Hello and welcome to Game School Gems. The goal of this blog is to collect various gems (short and useful techniques) that I have come upon during my 12 years in the game industry. It will be things that I either find important by themselves or things I have noticed an extra need for in my students at TheGameAssembly.

This blog is not intended to be an online game curriculum, there are things I won't touch simply because I can't make a meaningful explanation of them without going over a lot of updates. I feel it would be incorrect to monopolize the blog for half a year to cover linear algebra in depth for example. The focus is on finding gems that are directly usable and can be explained well in below 50 pages(my current max limit for a subject and I hope I can keep it).

In the same way this is not intended as a course literature for TheGameAssembly either, for those of my students that does find their way here you will notice that though you will find the same subjects in my classes the way they are discussed here is in much greater detail. This is because this is meant as an online learning resource, I can't have the same expectations of everyone who reads this one as I have for my students that are excepted to fill in a lot of this information on their own to learn practical problem solving which is one of the basic programming skills.

That however is a different path that can be taken but for now I am just trying to get this knowledge out to as many people as possible so that I in some small can way give back all the things I learned in the industry and also hopefully rising the lower bar for what knowledge we can except when getting job applications.

Basically this is a site for you to learn those gems and in order for you to be able to do so I have gone to great lengths in trying to make the explanations complete but there will always be material for you to fill in.

If anyone wonders who I am here is a short introduction:
My name is Niklas Hansson and I started working in the games industry back in 1997 when Massive Entertainment was founded. Back then I was probably a lot like you guys reading this, I was young and interested in programming and computers, The difference is that back then it was almost impossible to find information about games programming there was some books and some BBS:es but internet was just in it's birth even though #coders on efnet contained alot of really bright people from the demo scene.  I am doing this blog to help other people in the same position i was in back then to make the same transition from a hobbyist to a professional. I worked at massive for 12 years working as the Lead programmer on booth Ground Control II and World In Conflict. I handled the hiring of programmers for massive during my last 5 years there or so, I also worked on the original Ground Control and other projects.

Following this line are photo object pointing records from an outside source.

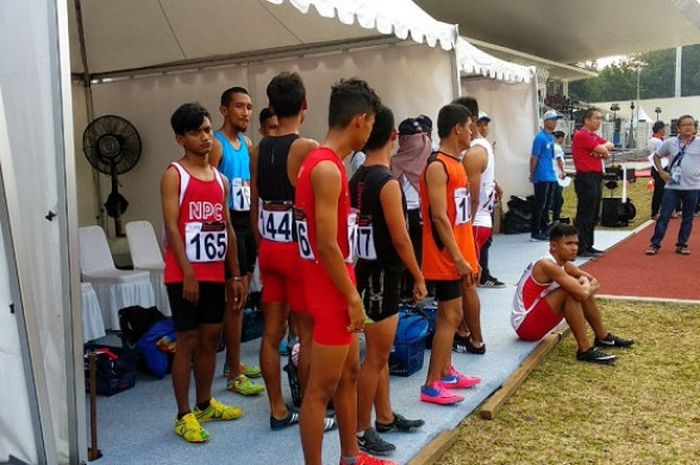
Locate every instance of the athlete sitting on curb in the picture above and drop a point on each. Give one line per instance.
(553, 288)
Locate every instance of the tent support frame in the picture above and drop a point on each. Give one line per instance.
(67, 207)
(23, 307)
(278, 53)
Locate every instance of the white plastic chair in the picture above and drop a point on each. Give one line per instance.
(115, 289)
(93, 323)
(146, 256)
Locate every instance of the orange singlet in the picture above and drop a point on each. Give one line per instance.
(437, 262)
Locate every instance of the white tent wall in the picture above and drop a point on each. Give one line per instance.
(30, 82)
(512, 107)
(16, 433)
(87, 198)
(411, 79)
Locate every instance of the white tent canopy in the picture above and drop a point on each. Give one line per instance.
(571, 31)
(474, 61)
(508, 93)
(134, 34)
(144, 58)
(336, 38)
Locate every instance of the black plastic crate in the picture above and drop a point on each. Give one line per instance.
(115, 369)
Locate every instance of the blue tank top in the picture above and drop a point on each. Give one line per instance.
(235, 165)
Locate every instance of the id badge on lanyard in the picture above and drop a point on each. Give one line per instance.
(240, 192)
(676, 164)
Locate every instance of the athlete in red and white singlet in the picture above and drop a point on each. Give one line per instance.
(202, 226)
(201, 245)
(553, 288)
(532, 317)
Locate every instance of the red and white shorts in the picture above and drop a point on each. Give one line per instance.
(540, 320)
(280, 274)
(326, 304)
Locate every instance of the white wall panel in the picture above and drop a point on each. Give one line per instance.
(410, 79)
(513, 127)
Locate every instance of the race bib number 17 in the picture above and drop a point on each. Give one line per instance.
(462, 206)
(365, 239)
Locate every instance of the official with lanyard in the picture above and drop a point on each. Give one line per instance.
(682, 184)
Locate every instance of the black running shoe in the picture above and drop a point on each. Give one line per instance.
(372, 443)
(594, 355)
(613, 341)
(400, 423)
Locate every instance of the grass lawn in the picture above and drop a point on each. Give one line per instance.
(636, 191)
(643, 410)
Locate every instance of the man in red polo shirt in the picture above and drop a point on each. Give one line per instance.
(589, 151)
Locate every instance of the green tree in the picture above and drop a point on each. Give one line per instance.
(656, 77)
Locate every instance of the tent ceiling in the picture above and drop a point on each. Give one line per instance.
(132, 34)
(571, 31)
(474, 61)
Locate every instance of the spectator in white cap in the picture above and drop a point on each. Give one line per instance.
(542, 176)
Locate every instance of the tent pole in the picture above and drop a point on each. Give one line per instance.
(68, 234)
(90, 109)
(454, 61)
(22, 305)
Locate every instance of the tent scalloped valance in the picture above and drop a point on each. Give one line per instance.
(382, 16)
(473, 60)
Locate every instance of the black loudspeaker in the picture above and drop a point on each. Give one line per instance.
(616, 214)
(609, 216)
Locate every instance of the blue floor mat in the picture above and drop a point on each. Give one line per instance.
(136, 426)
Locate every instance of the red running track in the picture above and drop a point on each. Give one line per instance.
(625, 270)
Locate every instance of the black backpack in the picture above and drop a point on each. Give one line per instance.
(135, 321)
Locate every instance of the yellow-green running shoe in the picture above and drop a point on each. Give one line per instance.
(217, 411)
(251, 371)
(244, 386)
(189, 429)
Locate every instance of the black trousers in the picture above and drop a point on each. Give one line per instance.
(589, 190)
(415, 232)
(544, 193)
(659, 184)
(557, 203)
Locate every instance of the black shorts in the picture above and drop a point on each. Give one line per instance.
(381, 287)
(447, 290)
(209, 310)
(245, 241)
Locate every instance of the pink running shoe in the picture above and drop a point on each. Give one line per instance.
(437, 394)
(456, 380)
(364, 459)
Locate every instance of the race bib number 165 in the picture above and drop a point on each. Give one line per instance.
(205, 242)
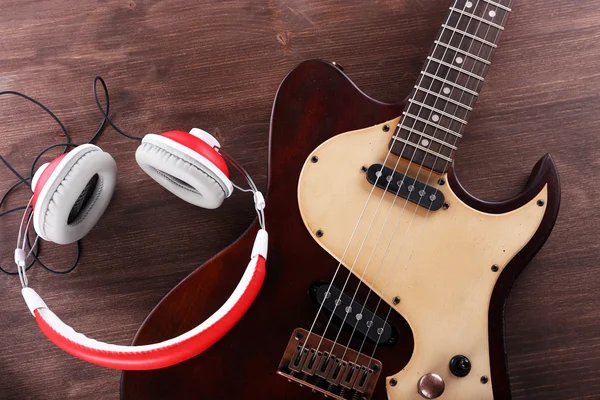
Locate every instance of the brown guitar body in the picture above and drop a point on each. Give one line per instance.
(315, 102)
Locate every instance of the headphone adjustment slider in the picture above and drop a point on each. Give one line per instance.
(259, 201)
(20, 257)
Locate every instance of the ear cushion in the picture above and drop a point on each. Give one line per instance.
(72, 193)
(182, 171)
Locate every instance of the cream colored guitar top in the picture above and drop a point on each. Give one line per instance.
(439, 263)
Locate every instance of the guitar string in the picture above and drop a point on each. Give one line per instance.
(338, 301)
(374, 247)
(353, 234)
(506, 14)
(402, 241)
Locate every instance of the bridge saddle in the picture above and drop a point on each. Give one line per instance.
(323, 369)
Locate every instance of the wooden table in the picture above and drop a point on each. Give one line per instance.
(217, 65)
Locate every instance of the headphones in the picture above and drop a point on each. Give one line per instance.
(71, 193)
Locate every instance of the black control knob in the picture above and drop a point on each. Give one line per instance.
(460, 366)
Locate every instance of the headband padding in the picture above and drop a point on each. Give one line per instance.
(75, 196)
(187, 175)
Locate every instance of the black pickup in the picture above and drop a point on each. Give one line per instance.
(406, 187)
(376, 330)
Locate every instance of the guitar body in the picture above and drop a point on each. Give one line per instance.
(451, 299)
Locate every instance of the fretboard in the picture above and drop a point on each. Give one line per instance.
(440, 104)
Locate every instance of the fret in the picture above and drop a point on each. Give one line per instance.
(448, 99)
(439, 107)
(475, 17)
(425, 149)
(436, 126)
(454, 67)
(461, 32)
(445, 114)
(464, 52)
(426, 136)
(496, 4)
(447, 82)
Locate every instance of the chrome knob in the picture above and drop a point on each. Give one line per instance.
(431, 386)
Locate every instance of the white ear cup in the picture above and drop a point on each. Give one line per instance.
(183, 172)
(74, 197)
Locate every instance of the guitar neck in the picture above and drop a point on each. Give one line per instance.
(440, 104)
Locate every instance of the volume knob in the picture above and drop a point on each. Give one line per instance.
(431, 386)
(460, 366)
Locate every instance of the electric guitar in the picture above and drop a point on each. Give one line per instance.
(387, 280)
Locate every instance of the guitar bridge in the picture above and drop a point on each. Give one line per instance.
(307, 364)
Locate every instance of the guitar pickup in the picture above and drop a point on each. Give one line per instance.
(406, 187)
(356, 317)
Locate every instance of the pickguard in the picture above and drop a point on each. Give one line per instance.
(439, 263)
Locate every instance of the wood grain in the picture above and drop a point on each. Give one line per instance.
(217, 65)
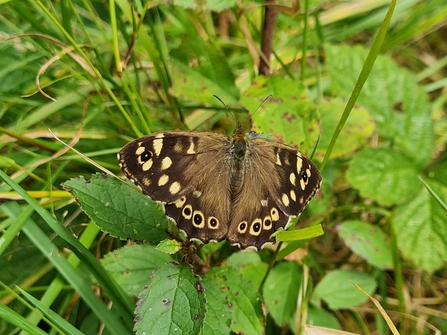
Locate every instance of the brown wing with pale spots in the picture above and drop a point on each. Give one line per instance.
(189, 173)
(279, 182)
(167, 165)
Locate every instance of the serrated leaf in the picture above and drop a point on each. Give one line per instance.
(383, 175)
(420, 224)
(398, 104)
(281, 291)
(243, 301)
(118, 209)
(289, 116)
(169, 246)
(218, 316)
(337, 290)
(132, 266)
(357, 129)
(173, 304)
(368, 241)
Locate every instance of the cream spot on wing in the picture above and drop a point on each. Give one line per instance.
(274, 214)
(299, 164)
(147, 165)
(303, 184)
(198, 219)
(285, 200)
(163, 180)
(180, 202)
(140, 150)
(175, 188)
(256, 227)
(166, 163)
(187, 212)
(267, 224)
(278, 160)
(191, 150)
(293, 195)
(242, 227)
(213, 222)
(292, 178)
(308, 174)
(158, 145)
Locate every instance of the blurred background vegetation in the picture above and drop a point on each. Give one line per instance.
(99, 74)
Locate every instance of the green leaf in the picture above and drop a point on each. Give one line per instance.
(368, 241)
(218, 316)
(118, 209)
(281, 291)
(383, 175)
(132, 266)
(243, 301)
(169, 246)
(191, 84)
(337, 290)
(173, 304)
(398, 104)
(289, 116)
(320, 317)
(357, 129)
(422, 232)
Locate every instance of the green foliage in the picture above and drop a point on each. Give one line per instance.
(380, 220)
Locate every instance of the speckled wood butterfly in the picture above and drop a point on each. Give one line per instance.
(241, 188)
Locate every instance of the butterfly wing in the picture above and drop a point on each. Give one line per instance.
(189, 173)
(279, 182)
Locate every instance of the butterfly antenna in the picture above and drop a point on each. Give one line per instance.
(223, 103)
(260, 105)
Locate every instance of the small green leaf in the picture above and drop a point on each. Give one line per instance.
(357, 129)
(421, 227)
(337, 290)
(243, 301)
(281, 291)
(173, 304)
(132, 266)
(118, 209)
(383, 175)
(169, 246)
(368, 241)
(289, 116)
(218, 316)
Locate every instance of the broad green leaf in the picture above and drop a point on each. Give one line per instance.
(368, 241)
(383, 175)
(118, 209)
(243, 301)
(250, 265)
(289, 115)
(132, 266)
(358, 128)
(337, 290)
(191, 84)
(320, 317)
(173, 304)
(218, 315)
(169, 246)
(421, 228)
(281, 291)
(398, 104)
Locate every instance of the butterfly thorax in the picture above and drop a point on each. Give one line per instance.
(239, 150)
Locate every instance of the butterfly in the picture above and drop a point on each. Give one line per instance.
(240, 188)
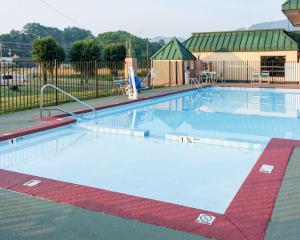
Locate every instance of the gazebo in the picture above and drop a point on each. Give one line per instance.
(171, 62)
(291, 9)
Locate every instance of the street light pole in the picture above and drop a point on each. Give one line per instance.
(148, 39)
(1, 51)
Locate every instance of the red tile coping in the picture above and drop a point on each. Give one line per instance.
(260, 86)
(48, 124)
(246, 218)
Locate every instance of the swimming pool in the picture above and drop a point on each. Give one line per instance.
(193, 149)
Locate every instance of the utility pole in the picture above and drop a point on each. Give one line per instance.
(148, 39)
(1, 51)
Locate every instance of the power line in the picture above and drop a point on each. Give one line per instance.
(60, 13)
(16, 49)
(17, 43)
(29, 45)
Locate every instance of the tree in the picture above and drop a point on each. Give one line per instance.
(114, 52)
(83, 56)
(47, 52)
(138, 45)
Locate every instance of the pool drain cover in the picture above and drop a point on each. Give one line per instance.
(266, 169)
(32, 183)
(205, 219)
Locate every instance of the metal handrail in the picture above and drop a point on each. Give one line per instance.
(196, 83)
(60, 109)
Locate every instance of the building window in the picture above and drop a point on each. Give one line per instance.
(274, 65)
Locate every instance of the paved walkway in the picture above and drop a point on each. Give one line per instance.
(285, 221)
(27, 218)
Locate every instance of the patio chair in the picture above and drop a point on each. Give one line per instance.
(255, 77)
(219, 78)
(120, 85)
(265, 75)
(203, 77)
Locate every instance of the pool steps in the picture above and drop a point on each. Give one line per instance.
(214, 141)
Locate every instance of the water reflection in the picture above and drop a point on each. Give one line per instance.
(240, 112)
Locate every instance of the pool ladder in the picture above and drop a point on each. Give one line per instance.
(196, 82)
(42, 108)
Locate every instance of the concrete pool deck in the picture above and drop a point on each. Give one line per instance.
(274, 231)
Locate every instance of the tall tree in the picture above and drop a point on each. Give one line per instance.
(114, 52)
(83, 56)
(46, 52)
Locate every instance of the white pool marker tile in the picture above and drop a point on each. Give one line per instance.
(205, 219)
(32, 183)
(266, 169)
(6, 134)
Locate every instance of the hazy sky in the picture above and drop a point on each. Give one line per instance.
(146, 18)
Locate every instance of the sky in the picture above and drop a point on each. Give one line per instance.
(145, 18)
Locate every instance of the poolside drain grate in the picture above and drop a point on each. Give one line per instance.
(266, 169)
(205, 219)
(32, 183)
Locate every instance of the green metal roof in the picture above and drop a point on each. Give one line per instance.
(242, 41)
(174, 50)
(291, 5)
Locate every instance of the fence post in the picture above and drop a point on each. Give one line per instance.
(97, 79)
(56, 82)
(224, 71)
(247, 71)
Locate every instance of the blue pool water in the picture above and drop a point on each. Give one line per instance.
(229, 128)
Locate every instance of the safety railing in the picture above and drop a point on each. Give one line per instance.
(49, 109)
(196, 82)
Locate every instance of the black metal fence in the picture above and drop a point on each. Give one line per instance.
(20, 82)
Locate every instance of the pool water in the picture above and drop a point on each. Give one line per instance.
(203, 176)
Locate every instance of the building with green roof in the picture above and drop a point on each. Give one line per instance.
(291, 9)
(236, 55)
(174, 50)
(171, 63)
(244, 45)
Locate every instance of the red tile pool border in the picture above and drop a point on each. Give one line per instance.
(247, 216)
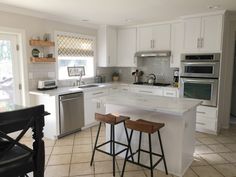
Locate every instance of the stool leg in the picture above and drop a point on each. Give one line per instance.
(162, 152)
(127, 136)
(95, 145)
(111, 136)
(139, 146)
(127, 152)
(150, 151)
(113, 148)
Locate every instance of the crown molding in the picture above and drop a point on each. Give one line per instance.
(46, 16)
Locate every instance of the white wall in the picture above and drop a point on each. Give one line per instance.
(38, 27)
(227, 71)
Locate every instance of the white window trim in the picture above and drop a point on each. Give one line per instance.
(73, 34)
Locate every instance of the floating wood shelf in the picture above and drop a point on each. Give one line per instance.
(42, 60)
(41, 43)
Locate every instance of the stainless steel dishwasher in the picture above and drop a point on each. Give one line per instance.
(71, 110)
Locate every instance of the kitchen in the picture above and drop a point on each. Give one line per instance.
(116, 50)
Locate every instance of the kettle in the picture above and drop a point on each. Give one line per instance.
(151, 79)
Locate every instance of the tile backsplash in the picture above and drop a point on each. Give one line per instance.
(158, 66)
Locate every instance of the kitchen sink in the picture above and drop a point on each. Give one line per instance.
(88, 86)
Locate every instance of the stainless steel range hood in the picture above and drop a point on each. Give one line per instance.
(157, 53)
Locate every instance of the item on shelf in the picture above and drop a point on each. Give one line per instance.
(115, 76)
(137, 75)
(47, 37)
(176, 78)
(35, 52)
(50, 55)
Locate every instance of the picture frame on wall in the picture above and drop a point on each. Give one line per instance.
(76, 71)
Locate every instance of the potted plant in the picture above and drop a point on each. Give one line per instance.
(115, 76)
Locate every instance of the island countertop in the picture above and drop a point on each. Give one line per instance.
(168, 105)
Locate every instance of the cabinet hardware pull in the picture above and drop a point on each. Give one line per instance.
(169, 93)
(144, 91)
(201, 112)
(200, 123)
(198, 43)
(202, 42)
(98, 93)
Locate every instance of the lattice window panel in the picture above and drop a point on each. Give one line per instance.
(75, 45)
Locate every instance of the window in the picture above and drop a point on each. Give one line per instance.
(75, 50)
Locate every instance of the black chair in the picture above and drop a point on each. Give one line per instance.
(17, 159)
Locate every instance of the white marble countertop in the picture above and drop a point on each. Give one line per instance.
(168, 105)
(67, 90)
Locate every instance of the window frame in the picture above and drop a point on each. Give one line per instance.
(56, 53)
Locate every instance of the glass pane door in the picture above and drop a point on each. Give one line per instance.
(9, 76)
(201, 91)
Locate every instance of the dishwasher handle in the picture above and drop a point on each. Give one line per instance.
(70, 99)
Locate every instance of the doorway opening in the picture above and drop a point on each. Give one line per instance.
(10, 70)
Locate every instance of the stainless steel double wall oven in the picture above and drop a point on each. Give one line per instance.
(199, 77)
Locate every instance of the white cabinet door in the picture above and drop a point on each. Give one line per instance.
(126, 47)
(107, 46)
(112, 46)
(91, 107)
(177, 33)
(161, 37)
(192, 32)
(211, 33)
(145, 38)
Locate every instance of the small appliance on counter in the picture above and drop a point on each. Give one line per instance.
(137, 75)
(47, 84)
(176, 78)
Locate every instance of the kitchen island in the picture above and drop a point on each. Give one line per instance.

When working with hiring I often met bright young people who sadly hadn't gotten the education they needed to work in the industry this lead me to at last in 2008 to leave my position as Software Development Manager at Massive to help with launcher what was then known as theGameAcademy but turned into TheGameAssembly due to legal reasons. For now I have worked there as a teacher for almost two years learning how to put my practical know-how into knowledge that I can pass onto my students.

So now I finally feel ready to move on to launching this blog to reach an even greater number of people. I have had to make so many people sad that they didn't get their dream job so now I want to help you to make your dream true just as I did.

Well this sounds cheesy but that's the bottom line and that's what this blog is all about. I hope you find it a useful source of information. Also you can suggest topics you are interested in during my Career I have been lucky enough to work within many different disciplines of game development so I can write about most things.  But if you don't send in suggestions the blog will probably mostly be talking about the subjects we handle during the second year of school.

Updates should be released weekly on Mondays.